Oleg laid sword and whetstone aside. “That is true. But perhaps you are lying. Have you a token? If so, did you eat it? I’ll swear it’s not on you now.”
She didn’t know if she could do it. But she made her voice steady when she said, “I have a sign.”
“Very well. Show me.”
“I will,” she said. “If you tell me why Chelubey said that Dmitrii Ivanovich had devised a novel way to get rid of his cousins.”
Oleg shrugged. “The Prince of Serpukhov is a prisoner here as well.
Wasn’t Dmitrii wondering where he had got to?” Oleg paused. “Ah.
Messenger, are you? Or a rescue party? Either way it seems unlikely.”
Vasya didn’t reply.
“In any case it was bad planning on Dmitrii’s part,” finished Oleg.
“Now Mamai has three of his first cousins.” He crossed his arms.
“Now. What is this sign of yours?”
Ignoring her splitting headache, Vasya cupped her hands and filled them with the memory of fire.
Swearing, Oleg scrambled up and back from the fire in her fingers.
She was still kneeling on the floor; she looked up at him through the flames. “Oleg Ivanovich, Mamai is going to lose this war.”
“A ragtag army of Rus’ is going to lose to the Golden Horde?” But Oleg’s voice was thin and breathless; his eyes were on the flames. He reached out to touch, then jerked back at the heat. The fire didn’t hurt her, though she could see the hairs on her arms crisping. “A fine trick,” he said. “Has Dmitrii made alliance with devils? It won’t defeat an army. Do you know how many horses Mamai has? How many arrows, how many men? If every man in Rus’ fought on Dmitrii’s side, he’d still be outnumbered two to one.”

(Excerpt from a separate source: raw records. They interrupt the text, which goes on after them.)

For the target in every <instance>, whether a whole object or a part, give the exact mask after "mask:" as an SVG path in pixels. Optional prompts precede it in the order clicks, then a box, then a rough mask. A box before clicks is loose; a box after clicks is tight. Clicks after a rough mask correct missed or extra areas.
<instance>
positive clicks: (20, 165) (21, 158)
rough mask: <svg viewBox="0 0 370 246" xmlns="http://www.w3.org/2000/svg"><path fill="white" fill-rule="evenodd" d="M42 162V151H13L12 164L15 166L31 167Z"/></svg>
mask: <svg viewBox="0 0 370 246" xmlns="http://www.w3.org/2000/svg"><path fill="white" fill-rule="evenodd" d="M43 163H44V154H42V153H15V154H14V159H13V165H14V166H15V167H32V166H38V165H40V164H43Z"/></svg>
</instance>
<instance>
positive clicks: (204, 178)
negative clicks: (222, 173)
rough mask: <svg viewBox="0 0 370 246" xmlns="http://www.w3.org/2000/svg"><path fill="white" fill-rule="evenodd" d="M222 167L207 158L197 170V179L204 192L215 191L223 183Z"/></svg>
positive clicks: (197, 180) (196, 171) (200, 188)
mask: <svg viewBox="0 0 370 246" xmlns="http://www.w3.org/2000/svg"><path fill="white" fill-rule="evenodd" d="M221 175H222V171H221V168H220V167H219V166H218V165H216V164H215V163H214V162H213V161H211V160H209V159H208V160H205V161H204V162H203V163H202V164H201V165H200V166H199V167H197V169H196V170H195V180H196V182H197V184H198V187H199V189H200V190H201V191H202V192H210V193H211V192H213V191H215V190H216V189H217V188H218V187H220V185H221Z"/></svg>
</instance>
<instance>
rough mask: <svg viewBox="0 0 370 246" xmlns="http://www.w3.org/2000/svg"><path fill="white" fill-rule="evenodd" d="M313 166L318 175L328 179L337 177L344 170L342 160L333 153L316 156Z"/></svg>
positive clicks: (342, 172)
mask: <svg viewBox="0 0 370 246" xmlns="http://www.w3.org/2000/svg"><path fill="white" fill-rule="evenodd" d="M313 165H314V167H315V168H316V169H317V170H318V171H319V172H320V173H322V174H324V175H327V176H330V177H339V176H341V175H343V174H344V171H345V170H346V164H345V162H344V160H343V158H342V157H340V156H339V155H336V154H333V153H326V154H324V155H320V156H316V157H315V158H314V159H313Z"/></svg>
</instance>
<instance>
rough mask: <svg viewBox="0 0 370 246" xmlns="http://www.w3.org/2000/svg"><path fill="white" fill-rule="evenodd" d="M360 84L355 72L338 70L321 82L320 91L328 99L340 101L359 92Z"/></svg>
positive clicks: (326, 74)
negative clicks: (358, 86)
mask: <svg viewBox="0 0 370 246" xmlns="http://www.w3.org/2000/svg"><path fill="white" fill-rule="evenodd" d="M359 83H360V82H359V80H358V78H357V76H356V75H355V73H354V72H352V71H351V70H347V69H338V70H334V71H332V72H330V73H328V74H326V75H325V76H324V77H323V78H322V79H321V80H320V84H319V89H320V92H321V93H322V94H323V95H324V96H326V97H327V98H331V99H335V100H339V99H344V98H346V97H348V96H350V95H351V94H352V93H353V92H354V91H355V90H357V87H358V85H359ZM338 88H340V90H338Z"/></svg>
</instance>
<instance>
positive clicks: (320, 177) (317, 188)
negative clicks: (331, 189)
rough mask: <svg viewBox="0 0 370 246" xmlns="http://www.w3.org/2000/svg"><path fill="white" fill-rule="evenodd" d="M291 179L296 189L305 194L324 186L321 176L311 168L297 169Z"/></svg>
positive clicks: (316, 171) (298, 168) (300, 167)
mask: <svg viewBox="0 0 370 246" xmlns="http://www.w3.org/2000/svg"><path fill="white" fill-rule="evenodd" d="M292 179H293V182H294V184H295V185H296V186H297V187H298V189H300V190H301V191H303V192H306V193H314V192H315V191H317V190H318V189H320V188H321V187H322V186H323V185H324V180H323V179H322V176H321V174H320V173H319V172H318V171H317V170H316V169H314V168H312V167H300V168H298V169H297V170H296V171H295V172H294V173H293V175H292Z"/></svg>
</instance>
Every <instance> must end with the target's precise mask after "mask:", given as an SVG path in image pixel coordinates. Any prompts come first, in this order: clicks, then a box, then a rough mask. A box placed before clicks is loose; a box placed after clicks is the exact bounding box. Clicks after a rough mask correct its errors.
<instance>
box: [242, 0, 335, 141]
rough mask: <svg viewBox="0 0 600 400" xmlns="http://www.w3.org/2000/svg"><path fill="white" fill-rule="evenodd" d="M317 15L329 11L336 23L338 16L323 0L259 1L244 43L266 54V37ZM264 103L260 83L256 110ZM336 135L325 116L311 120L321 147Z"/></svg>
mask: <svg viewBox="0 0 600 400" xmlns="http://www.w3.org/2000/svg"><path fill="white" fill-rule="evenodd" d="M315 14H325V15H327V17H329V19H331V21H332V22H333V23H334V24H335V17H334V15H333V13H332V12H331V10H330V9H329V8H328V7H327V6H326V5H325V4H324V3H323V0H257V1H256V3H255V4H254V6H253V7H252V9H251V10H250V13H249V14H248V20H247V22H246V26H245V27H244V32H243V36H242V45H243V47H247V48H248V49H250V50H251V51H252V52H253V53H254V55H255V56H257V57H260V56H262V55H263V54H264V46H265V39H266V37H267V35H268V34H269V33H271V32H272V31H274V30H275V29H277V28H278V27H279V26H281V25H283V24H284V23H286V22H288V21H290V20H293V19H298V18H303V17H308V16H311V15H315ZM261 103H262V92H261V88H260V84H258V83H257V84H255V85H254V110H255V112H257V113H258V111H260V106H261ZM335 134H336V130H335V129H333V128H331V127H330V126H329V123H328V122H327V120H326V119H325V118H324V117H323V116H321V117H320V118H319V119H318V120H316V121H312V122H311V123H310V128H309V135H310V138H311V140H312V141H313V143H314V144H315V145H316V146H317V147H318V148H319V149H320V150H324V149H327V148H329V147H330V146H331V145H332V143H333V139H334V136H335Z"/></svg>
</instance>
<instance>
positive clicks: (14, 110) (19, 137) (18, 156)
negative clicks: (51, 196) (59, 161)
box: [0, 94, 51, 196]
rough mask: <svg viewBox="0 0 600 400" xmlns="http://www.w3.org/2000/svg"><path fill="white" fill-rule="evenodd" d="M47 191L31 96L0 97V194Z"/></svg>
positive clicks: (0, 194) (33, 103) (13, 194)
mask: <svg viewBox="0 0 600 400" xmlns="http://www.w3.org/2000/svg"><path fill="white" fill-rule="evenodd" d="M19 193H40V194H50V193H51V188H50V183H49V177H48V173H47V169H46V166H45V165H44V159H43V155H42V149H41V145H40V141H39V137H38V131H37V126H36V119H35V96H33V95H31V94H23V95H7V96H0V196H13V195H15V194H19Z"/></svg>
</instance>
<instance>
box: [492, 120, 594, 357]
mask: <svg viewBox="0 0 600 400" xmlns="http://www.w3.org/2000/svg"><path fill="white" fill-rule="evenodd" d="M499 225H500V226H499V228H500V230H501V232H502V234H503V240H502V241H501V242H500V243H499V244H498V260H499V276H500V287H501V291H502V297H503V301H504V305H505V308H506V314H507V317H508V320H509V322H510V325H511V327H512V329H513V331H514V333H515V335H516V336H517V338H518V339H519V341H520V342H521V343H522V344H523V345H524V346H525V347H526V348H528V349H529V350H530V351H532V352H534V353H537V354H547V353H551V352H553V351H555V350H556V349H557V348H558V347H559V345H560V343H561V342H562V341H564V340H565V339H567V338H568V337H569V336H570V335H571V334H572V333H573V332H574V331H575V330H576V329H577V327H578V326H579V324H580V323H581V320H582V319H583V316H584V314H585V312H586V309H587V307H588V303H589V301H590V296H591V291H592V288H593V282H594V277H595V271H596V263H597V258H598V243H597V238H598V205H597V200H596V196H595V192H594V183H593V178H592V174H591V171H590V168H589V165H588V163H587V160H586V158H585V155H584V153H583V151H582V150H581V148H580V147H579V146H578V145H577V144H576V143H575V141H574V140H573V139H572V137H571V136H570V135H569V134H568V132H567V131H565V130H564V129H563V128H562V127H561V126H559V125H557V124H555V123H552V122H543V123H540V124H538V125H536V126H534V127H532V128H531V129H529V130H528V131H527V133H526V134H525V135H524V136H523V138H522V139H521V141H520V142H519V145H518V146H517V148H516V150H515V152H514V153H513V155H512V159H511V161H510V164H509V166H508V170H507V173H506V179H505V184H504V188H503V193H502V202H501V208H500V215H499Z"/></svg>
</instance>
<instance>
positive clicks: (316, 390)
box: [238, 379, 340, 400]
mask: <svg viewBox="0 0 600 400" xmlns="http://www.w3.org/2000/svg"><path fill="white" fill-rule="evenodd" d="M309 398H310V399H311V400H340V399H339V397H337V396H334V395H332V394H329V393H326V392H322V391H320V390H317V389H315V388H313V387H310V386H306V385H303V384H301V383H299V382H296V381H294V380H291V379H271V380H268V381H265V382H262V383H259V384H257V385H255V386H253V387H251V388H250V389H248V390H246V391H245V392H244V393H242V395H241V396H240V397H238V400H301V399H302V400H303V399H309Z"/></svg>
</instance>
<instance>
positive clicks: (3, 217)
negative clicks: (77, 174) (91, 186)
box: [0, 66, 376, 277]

But Oleg did not take his eyes off Vasya’s hands.
Vasya was straining every nerve, through pain, through headache, to keep her face unruffled, to keep steady the memory of fire. Oleg had sided with the enemy to protect his people. A practical man. One she could perhaps reason with. “Tricks with fire?” she said. “Is that what you think? No. Fire and water and darkness all together; the old powers of this land are going to battle alongside the new.” She hoped it was true. “Your general is going to lose. I am the sign of it, and the proof.”
“That Dmitrii Ivanovich has sold his soul for black sorcery?” Oleg made the sign of the cross.
“Is it black sorcery to defend the soil that bore us?” She shut her hands abruptly, extinguishing the flames. “Why did you take me from Chelubey, Oleg Ivanovich?”
“Misplaced kindness,” said Oleg. “Also, I do not like Chelubey.” He reached out a flinching hand to touch her palms, which were quite cool.
“Dmitrii’s side has powers you cannot see,” she said. “We have powers you cannot see. Better to fight for your own, Oleg Ivanovich, than defend a conqueror. Will you help me?”